These ideas represent a synthesis of theory and experience. Working at community development in small towns throughout the United States has provided a source of examples and anecdotes that offer real life applications of the theories about leadership and motivation. None of these ideas is original: all of the examples are based on the actions of community leaders dealing with the very real problem of recruiting new and emerging leaders to join in the improvement of a community. Nor is the list by any means exhaustive, since ideas for recruiting new leaders are really only limited by personal creativity and circumstances. However, these are proven approaches to the recruitment problem and can be considered with confidence. I will be placing one of the ideas on the blog periodically, so be sure to check back often for additional ideas.
Idea 1: Ask the Question: “Who’s Not Here?”

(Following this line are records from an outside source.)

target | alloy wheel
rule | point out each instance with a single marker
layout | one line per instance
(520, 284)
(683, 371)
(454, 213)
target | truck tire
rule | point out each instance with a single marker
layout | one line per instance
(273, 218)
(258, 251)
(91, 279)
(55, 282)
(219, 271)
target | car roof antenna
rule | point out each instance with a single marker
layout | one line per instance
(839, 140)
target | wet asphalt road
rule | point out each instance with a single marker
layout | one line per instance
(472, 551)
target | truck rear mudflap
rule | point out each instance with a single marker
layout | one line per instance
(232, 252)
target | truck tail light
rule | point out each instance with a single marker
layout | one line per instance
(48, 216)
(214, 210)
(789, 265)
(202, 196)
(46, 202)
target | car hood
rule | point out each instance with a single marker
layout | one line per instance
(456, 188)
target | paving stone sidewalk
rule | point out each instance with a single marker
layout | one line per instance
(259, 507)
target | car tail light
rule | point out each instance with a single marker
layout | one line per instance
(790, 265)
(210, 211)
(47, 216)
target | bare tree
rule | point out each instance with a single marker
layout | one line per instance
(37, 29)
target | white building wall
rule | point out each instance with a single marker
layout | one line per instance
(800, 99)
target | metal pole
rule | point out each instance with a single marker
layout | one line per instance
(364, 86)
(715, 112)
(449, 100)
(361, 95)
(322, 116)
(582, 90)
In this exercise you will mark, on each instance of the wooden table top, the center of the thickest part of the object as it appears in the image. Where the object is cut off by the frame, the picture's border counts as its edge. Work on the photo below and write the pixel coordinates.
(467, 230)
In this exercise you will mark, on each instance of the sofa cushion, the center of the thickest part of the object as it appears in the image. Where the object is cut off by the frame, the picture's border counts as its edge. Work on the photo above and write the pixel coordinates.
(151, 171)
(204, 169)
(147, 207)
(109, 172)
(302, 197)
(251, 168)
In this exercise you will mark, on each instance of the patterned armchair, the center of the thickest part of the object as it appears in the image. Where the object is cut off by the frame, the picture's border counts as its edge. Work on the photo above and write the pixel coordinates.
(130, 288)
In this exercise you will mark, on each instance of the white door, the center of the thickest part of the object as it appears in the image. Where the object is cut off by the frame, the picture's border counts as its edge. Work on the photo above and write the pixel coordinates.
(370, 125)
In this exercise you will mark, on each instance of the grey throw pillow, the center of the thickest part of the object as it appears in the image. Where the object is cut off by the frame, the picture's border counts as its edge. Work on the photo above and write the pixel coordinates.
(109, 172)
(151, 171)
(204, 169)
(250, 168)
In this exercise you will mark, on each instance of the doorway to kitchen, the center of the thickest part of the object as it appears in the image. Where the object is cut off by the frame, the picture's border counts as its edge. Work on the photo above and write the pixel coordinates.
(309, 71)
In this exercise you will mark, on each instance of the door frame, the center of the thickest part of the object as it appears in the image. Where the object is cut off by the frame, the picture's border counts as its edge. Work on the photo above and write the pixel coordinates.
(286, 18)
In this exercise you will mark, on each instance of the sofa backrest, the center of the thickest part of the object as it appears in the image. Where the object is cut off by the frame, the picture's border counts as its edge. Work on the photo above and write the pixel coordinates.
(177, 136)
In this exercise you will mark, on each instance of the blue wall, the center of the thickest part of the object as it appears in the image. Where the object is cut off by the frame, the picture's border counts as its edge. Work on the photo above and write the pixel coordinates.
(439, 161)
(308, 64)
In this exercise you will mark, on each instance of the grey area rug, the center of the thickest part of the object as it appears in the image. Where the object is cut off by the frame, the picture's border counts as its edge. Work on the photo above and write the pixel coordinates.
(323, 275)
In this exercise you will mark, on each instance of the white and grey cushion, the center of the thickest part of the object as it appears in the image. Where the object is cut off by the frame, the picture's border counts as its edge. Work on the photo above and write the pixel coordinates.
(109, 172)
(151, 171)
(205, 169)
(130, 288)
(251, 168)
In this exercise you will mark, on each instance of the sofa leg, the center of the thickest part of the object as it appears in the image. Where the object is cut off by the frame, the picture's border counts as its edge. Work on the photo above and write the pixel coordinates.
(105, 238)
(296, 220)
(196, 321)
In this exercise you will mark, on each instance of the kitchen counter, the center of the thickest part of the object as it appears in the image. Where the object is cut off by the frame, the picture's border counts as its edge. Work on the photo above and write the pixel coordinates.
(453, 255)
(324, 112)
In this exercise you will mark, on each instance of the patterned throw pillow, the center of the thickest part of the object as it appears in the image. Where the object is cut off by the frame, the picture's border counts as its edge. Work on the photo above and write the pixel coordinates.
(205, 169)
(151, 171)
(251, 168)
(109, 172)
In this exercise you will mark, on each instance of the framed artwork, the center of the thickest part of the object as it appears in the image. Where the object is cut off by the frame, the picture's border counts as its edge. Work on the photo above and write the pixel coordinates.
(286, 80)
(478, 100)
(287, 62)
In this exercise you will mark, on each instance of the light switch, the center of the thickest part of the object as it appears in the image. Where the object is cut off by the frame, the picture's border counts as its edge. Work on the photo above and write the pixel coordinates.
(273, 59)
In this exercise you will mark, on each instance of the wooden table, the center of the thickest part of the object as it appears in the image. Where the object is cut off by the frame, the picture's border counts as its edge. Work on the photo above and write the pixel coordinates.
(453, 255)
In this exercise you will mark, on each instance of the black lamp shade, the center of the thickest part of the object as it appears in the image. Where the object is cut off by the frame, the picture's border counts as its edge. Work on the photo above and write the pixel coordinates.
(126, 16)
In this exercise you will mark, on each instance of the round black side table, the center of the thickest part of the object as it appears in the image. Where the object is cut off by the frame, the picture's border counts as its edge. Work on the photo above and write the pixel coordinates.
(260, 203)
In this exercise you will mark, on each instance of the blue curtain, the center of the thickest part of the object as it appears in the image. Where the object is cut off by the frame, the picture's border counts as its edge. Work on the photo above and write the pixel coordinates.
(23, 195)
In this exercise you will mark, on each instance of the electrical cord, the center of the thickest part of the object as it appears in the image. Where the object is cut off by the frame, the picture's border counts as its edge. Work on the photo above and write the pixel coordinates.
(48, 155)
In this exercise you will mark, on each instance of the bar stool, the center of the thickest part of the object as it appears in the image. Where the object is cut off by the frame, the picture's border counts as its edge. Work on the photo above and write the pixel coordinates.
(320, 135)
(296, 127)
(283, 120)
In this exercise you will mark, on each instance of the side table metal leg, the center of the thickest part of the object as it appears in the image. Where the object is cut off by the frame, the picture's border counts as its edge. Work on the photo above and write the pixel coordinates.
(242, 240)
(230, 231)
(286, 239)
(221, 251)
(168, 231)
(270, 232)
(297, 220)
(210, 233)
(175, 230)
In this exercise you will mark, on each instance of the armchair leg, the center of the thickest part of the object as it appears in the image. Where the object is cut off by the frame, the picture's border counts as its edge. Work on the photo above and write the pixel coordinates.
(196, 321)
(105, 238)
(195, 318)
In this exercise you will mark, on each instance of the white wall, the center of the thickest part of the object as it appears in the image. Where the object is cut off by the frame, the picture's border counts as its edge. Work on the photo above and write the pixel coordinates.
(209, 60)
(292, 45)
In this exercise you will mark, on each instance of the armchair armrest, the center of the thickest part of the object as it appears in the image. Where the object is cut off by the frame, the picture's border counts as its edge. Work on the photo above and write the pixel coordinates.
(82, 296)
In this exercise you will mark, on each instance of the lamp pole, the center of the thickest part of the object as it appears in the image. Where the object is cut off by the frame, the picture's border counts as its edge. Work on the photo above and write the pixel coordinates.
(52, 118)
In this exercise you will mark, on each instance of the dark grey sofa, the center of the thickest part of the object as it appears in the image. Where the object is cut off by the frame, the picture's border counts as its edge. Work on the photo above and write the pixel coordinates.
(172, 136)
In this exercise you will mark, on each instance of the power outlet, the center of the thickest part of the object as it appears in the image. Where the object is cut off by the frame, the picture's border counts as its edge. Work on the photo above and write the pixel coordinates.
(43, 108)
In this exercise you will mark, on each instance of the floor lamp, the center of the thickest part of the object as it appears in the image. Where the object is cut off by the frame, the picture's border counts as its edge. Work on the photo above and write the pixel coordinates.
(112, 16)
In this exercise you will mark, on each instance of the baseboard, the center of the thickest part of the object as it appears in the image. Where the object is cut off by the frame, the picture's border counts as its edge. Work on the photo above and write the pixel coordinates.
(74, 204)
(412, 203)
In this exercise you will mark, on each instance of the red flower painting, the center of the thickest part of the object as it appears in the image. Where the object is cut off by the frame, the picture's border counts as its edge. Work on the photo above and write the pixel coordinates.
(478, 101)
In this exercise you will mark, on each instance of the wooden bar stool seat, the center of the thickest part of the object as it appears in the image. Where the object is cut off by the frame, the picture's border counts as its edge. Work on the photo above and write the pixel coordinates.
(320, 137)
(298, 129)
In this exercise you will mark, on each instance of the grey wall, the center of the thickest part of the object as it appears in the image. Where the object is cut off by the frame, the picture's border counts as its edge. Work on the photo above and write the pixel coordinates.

In order to answer this question, members of a community group have to understand the composition of their community. What groups or individuals should be involved in order to have a truly representative community organization? Which groups are missing from the organization (or the meeting or the project)?
Understanding the make-up of the community helps in analyzing the leadership pool so that certain segments of the community can be targeted for special recruiting efforts.
This can also be considered as an “insurance policy” for a community action project since making sure that the group is inclusive is the best way to build in cooperation from the beginning.
Answering this question assumes, of course, that efforts will be made to involve those not present, as a way of making sure that all parts of the community are well represented.